1.2. Du monde clos à l’univers infini
“Du monde clos à l’univers infini”
Alexandre Koyré, dans son ouvrage “Du monde clos à l’univers infini”, étudie le changement de vision du monde survenu entre le Moyen Âge et l’époque moderne. Il explique comment la conception aristotélicienne d’un univers hiérarchisé et clos a été remplacée par l’idée moderne d’un univers infini.
Le monde Clos
L’astronomie médiévale et antique, influencée par Aristote et Ptolémée, voit l’univers comme “cosmos” (kosmos, en grec = monde et ordre), décrit comme un “monde clos” (fermé). Le monde est conçu comme une totalité finie, limitée, ordonnée et hiérarchisé : la Terre est au centre de l’univers (géocentrisme) et les cieux sont parfaits et immuables (sans changement). Cette cosmologie vient d’Aristote, pour qui l’univers est un ensemble clos et limité, où chaque élément a une place et une fonction spécifiques, et où les lois terrestres (le monde sublunaire) et célestes (le monde supralunaire) sont distinctes.
- La terre est plate et se trouve au centre du monde. Le monde sublunaire est soumis au temps qui passe et à l’imperfection.
- Au-dessus, le soleil effectue un mouvement circulaire et régulier autour de la terre tandis que les étoiles sont fixes. Le monde supralunaire est celui des Dieux et des corps éternels (comme le soleil et les étoiles).
L’Univers Infini
A partir de la renaissance, la science conçoit le monde comme un “univers infini”, homogène et non-hiérarchisé.
- Un uinvers infini : Giordano Bruno est le premier à postuler l’infinité de l’univers. Cela signifie que notre système solaire n’est donc pas unique, et qu’il existe ailleurs d’autres mondes semblables au nôtre.

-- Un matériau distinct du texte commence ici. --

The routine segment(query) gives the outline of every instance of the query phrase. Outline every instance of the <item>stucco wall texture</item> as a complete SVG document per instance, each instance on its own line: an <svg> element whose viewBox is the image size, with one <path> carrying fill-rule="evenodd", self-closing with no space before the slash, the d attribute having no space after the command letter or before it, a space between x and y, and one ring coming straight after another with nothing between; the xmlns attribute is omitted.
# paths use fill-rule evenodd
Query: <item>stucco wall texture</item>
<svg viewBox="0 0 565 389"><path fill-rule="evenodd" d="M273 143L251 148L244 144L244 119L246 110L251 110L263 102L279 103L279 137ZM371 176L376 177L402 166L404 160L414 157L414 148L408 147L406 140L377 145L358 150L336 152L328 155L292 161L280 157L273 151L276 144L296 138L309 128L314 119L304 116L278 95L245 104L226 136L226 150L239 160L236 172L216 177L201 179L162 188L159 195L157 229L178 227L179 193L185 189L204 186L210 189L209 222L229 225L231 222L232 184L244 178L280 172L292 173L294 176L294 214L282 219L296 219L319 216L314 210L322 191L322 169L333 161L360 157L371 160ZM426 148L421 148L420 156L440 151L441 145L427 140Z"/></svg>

- Absence de hiérarchie et homogénéité : Copernic, en plaçant le Soleil au centre de l’univers (héliocentrisme), fait de la terre une planète comme les autres. L’univers ne tourne plus autour de la Terre qui serait au centre, et elle perd sa singularité. Les mêmes lois régissent l’ensemble de l’univers, et il n’y a plus de différence entre le bas, le monde sublunaire, et le haut, le monde supralunaire.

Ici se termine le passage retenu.